Search This Blog

Total Pageviews

Wednesday, March 2, 2011

3/02/11 ART IN WONDERLAND

PRETTY BUT COLD
Wednesday, 9:00 AM.  5 degrees, up from slightly below zero earlier. Wind W, light to moderate. The sky is partly cloudy but clearing, and it will be a pretty day, but still cold.
    Private employment unions are aggravating and can ultimately be very damaging to the economy of the states and the nation, but one can make a case for their legitimacy on the basis of freedom of association and as a counterbalance to the actions of big business. However, I can see no legitimacy in the union shop, where unions, rather than the employer, have ultimate control over who is hired to do what, and the states that have “right to work” laws that outlaw mandatory union membership in the work place will always out-compete the states that have caved in to the unions, and employees in those states are far freer to find employment and advance their own lives than those controlled by the union bosses. 
    Do you want to really feel like a wage slave?  Be compelled to go to the union hall and wait for your name to be called before you can go on the job and earn your daily bread.  Such unfortunate people have but traded one master for another, and a more corrupt master at that, for the employer at least wants to hire the best parson, while the union operates solely by seniority and favoritism.

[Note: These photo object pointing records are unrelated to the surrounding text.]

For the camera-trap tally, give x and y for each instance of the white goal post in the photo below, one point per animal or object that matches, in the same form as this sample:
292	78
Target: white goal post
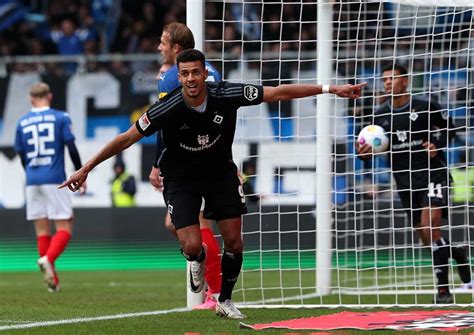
328	229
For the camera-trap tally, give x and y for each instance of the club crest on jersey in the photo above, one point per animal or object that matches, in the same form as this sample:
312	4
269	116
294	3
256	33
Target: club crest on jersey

    I have said that entering the world of unions was like being Alice and falling down the rabbit hole into Wonderland.  Well, one meets the Mad Hatter and all the other characters when dealing with public service unions.  As a young man I was quite idealistic, and armed with a hard won education in natural resources and a lot of practical experience I went to work for what was then the Milwaukee County Park Commission.  I started out digging trees in the county tree nursery, a task I had done almost all my life.  The first day on the job I was told to slow down, or I would “kill the job,” and others, including the welfare workers among the crew, could not work that hard.  To make a long story short I ignored that dictate and rose in a decade to Assistant Superintendent of Parks.    
    Everyone knows at least a few public worker jokes, and I can assure you even the most raucous or bizarre have their basis in some actual incident.  I saw it all.  Not being able to hang a picture on an office wall without requisitioning a carpenter and a helper, and when they show up they don’t bring a hammer.

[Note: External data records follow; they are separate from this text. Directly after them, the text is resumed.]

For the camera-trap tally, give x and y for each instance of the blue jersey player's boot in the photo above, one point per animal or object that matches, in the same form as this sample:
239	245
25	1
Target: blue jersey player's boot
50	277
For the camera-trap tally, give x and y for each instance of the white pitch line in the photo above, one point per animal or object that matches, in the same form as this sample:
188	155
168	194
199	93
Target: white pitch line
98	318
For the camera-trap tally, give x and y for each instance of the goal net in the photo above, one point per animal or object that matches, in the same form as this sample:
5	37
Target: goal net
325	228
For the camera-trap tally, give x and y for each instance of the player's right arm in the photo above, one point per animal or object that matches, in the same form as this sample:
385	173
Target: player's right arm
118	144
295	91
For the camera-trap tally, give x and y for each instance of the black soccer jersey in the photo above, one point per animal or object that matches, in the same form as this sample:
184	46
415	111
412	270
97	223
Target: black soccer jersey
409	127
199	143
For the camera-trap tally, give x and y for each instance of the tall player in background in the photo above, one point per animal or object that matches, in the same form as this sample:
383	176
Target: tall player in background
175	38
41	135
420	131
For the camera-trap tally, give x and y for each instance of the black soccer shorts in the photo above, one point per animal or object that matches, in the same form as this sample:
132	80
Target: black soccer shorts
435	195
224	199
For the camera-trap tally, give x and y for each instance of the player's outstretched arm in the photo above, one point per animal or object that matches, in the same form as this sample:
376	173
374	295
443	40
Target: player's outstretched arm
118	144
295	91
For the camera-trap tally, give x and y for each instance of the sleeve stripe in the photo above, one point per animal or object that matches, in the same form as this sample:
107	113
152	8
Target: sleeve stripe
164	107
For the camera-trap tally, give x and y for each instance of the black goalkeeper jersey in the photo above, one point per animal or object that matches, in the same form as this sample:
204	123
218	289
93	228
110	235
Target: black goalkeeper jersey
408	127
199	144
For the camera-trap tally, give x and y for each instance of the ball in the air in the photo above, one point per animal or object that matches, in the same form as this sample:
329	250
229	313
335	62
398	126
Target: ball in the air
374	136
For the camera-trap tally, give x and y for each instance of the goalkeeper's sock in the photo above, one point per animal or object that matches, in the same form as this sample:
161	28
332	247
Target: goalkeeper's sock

    You try to get the crew out of the lunchroom to go to work and suddenly half of them are answering nature’s call, sitting in the men’s room.  I witnessed the Superintendent of Parks, a wonderful man, threatened with a grievance for “trying to control a union member’s bowels.”  Changing a light bulb requires an electrician.  Come to work some cold morning and the door locks won’t open because some disgruntled employee squirted them full of water.  An alcoholic employee disappears from work for an extended period of time and has no trouble getting doctors’ excuses, until he finally dies of cirrhosis of the liver.  It went on and on.  And, when unionized employees work in public safety the public is truly at risk.  When the unions and the politicians that were beholding to them had made my job uncertain I took a position as Vice President with The New York Botanical Garden, and AFSME was there as well, with its bag of nasty little tricks.  But somehow the situation was not quite as severe, because even most of the union workers (we were in the process of privatizing the work force) seemed to have more pride in their work and its outcome.  It was still next to impossible to fire miscreants, and during negotiations a union boss might let his suit jacket fall open, revealing his shoulder-holstered revolver for emphasis, but used once that trick rather lost its effect. I learned that unions are not interested in small venues, as there is little money to be gained there, so the union often sold out those members to the employer for one favor or another.

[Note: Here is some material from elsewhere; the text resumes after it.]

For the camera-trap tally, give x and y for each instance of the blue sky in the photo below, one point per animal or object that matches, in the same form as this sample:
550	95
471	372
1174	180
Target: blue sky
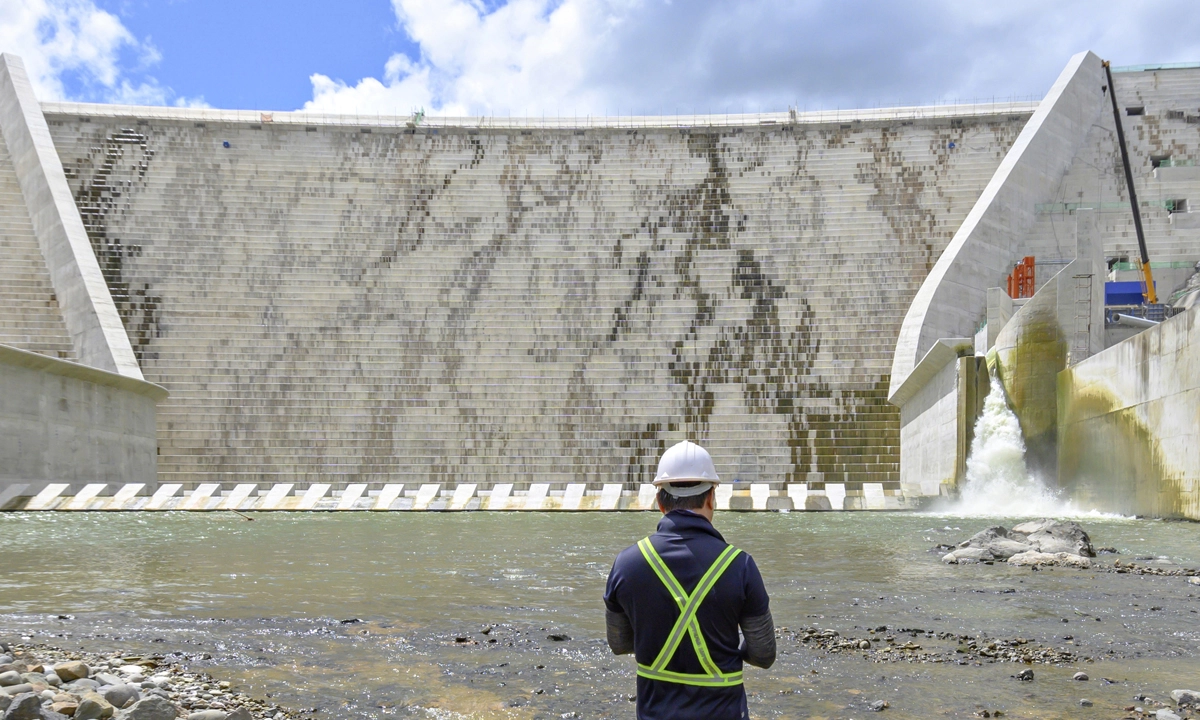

    I don’t have any personal experience with the teachers’ unions or public service unions other than AFSME, but the more powerful any of them are the more arrogant and potentially destructive to civil society they certainly will be, and they have absolutely no place in a state like Wisconsin, which has ample civil service laws to protect public employees from employer abuse.  The last few weeks of protests in Madison should be a wakeup call for every Wisconsin taxpayer as they watched the mob take over the seat of government.